Uninspected Passenger Vessel (UPV) regulations are defined in 46 CFR Subchapter C Uninspected Vessel Regulations, Parts 24 through 26. The definitions contained in Part 24.10-1 define an Uninspected Passenger Vessel as a vessel:
- of at least 100 gross tons carrying not more than 12 passengers, including at least one passenger-for-hire; OR that is chartered with the crew provided or specified by the owner or the owner’s representative and carrying not more than 12 passengers; AND
- of less than 100 gross tons carrying not more than six passengers, including at least one passenger-for-hire; OR that is chartered with the crew provided or specified by the owner or the owner’s representative and carrying not more than six passengers.
The definition contained in 46 CFR 24.10-1 of a Passenger for Hire is a passenger for whom consideration is contributed as a condition of carriage on the vessel, whether directly or indirectly flowing to the owner, charterer, operator, agent, or any other person having an interest in the vessel.
The most common UPV is the 6-pack, or UPV of less than 100 GRT carrying six or fewer passengers for hire. The manning requirements contained in 46 CFR Part 15.605, Uninspected Passenger Vessels, states that every UPV must be under the direct control of an individual holding the appropriate MMC Officer Endorsement.
- For the 6-pack this means Operator of Uninspected Passenger Vessel (OUPV) or higher.
- For the 12-pack this means Master or Mate with an appropriate tonnage limitation for the vessel.
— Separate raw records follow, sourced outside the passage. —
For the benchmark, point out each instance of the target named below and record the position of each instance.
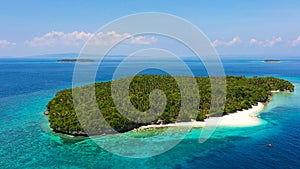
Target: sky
(234, 27)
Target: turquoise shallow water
(27, 142)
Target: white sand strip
(240, 118)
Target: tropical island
(242, 94)
(75, 60)
(271, 60)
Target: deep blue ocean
(26, 86)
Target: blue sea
(26, 86)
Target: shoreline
(244, 118)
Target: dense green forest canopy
(241, 93)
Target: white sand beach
(238, 119)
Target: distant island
(75, 60)
(242, 93)
(271, 60)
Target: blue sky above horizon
(32, 27)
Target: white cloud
(5, 43)
(79, 38)
(296, 42)
(232, 42)
(60, 38)
(265, 43)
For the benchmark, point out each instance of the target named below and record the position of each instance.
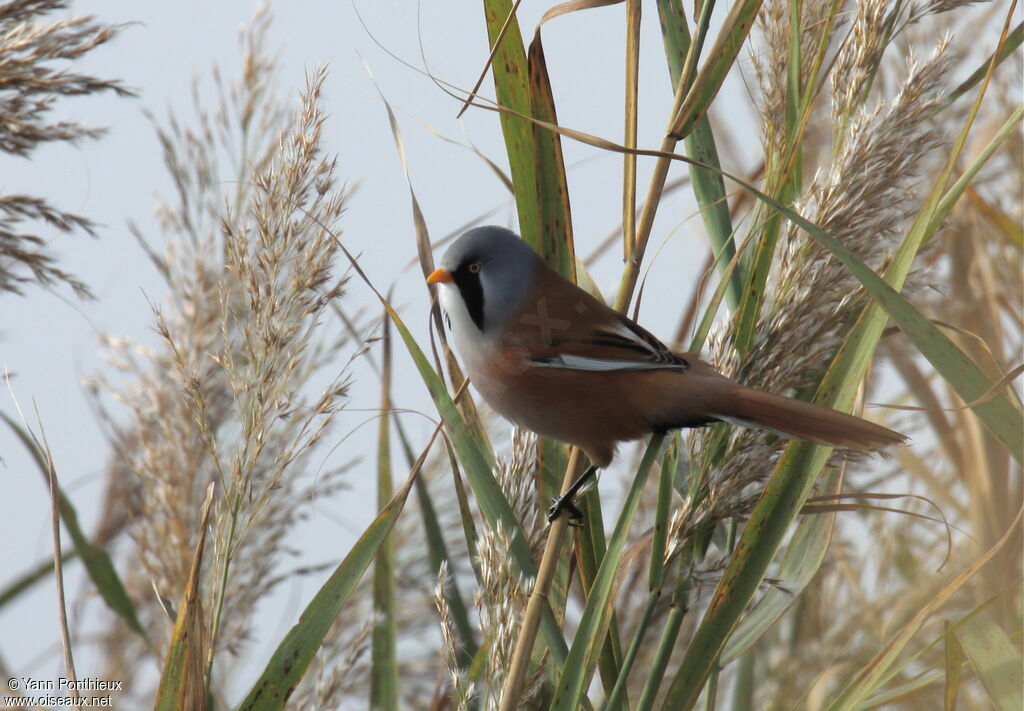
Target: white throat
(469, 340)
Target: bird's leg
(564, 502)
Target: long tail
(796, 418)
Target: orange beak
(439, 277)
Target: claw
(564, 503)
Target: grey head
(494, 272)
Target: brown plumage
(551, 358)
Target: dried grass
(33, 81)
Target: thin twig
(512, 691)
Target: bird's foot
(564, 503)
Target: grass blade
(799, 563)
(512, 91)
(384, 671)
(181, 683)
(576, 671)
(297, 650)
(721, 57)
(709, 187)
(995, 659)
(97, 562)
(554, 241)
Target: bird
(551, 358)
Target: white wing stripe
(595, 364)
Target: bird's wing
(615, 346)
(569, 329)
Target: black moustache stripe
(472, 293)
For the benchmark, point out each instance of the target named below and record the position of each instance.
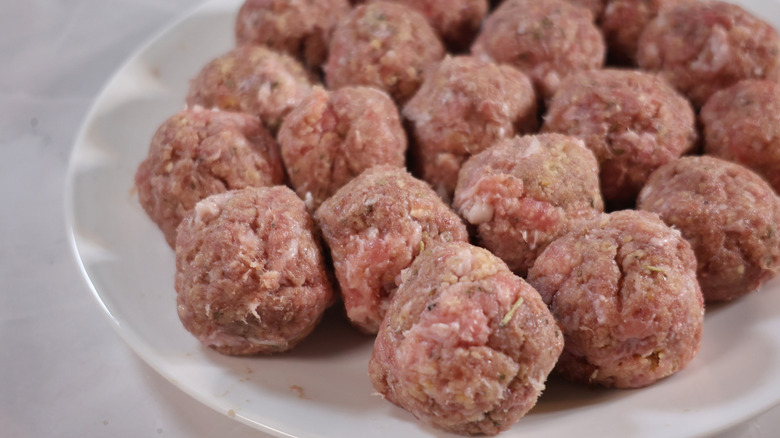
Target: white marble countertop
(65, 372)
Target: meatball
(465, 105)
(547, 40)
(633, 121)
(254, 80)
(623, 22)
(199, 152)
(375, 225)
(729, 215)
(466, 344)
(742, 124)
(334, 136)
(455, 21)
(300, 28)
(383, 44)
(523, 193)
(704, 46)
(250, 275)
(624, 289)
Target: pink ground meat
(254, 80)
(301, 28)
(547, 40)
(465, 105)
(334, 136)
(375, 225)
(728, 214)
(466, 345)
(742, 124)
(704, 46)
(633, 121)
(250, 275)
(623, 22)
(385, 45)
(197, 153)
(523, 193)
(624, 289)
(455, 21)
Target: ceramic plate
(321, 388)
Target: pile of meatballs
(496, 191)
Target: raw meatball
(301, 28)
(197, 153)
(456, 21)
(375, 226)
(702, 47)
(633, 122)
(334, 136)
(250, 275)
(623, 286)
(383, 44)
(465, 105)
(466, 345)
(523, 193)
(742, 124)
(547, 40)
(254, 80)
(623, 22)
(728, 214)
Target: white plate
(321, 388)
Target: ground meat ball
(623, 22)
(375, 226)
(466, 346)
(383, 44)
(742, 124)
(456, 21)
(465, 105)
(523, 193)
(254, 80)
(301, 28)
(728, 214)
(334, 136)
(624, 288)
(250, 276)
(633, 121)
(702, 47)
(547, 40)
(197, 153)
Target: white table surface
(63, 371)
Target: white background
(63, 370)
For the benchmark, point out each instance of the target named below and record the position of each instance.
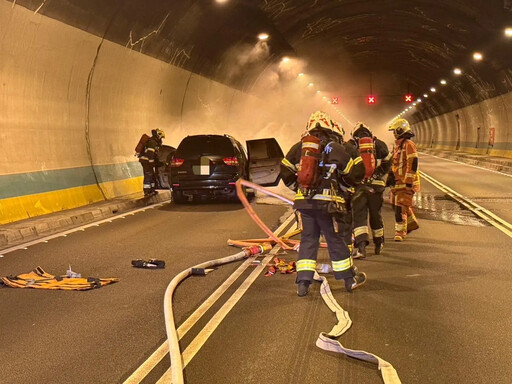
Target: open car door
(265, 157)
(163, 172)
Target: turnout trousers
(405, 219)
(314, 223)
(148, 183)
(367, 203)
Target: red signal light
(231, 161)
(176, 162)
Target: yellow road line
(477, 209)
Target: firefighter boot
(378, 247)
(400, 231)
(353, 282)
(303, 288)
(412, 222)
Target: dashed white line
(469, 165)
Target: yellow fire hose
(326, 341)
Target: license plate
(204, 168)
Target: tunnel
(82, 80)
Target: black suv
(208, 166)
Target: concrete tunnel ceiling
(387, 47)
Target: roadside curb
(30, 229)
(494, 163)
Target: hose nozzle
(257, 249)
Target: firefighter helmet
(399, 127)
(319, 119)
(361, 130)
(158, 133)
(337, 128)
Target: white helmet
(319, 119)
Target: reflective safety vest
(39, 279)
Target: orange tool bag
(307, 173)
(141, 144)
(367, 153)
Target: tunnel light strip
(477, 209)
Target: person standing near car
(405, 180)
(312, 168)
(368, 196)
(149, 159)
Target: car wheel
(178, 197)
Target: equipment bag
(367, 153)
(307, 174)
(141, 144)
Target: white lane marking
(215, 321)
(81, 228)
(155, 358)
(482, 212)
(469, 165)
The person in charge of the vessel must hold an MMC endorsement as Master while the second captain may hold an endorsement as Mate.
The length of time that the operator of an UPV may stand watch is defined in 46 CFR 705 Watches, and states that a properly manned uninspected passenger vessel of at least 100 gross tons:
- Which are underway for no more than 12 hours in any 24-hour period, and which are adequately moored, anchored, or otherwise secured in a harbor of safe refuge for the remainder of that 24-hour period may operate with one navigational watch[meaning one captain];
- Which are underway more than 12 hours in any 24-hour period must provide a minimum of a two-watch system [meaning two captains or one captain and a mate];
- In no case may the crew of any watch work more than 12 hours in any 24-hour period, except in an emergency.
This regulation is written specifically for UPV greater than 100 GRT (12-packs) to ensure that the operator is not too fatigued to maintain an adequate watch. The operator of a 6-pack may voluntarily work more than 12-hours in a 24-hour period as long as they are alert enough to maintain a safe navigational watch; however, if an incident were to occur the operator may be found negligent for failure to maintain an adequate watch if they were on watch for more than 12-hours in any 24-hour period.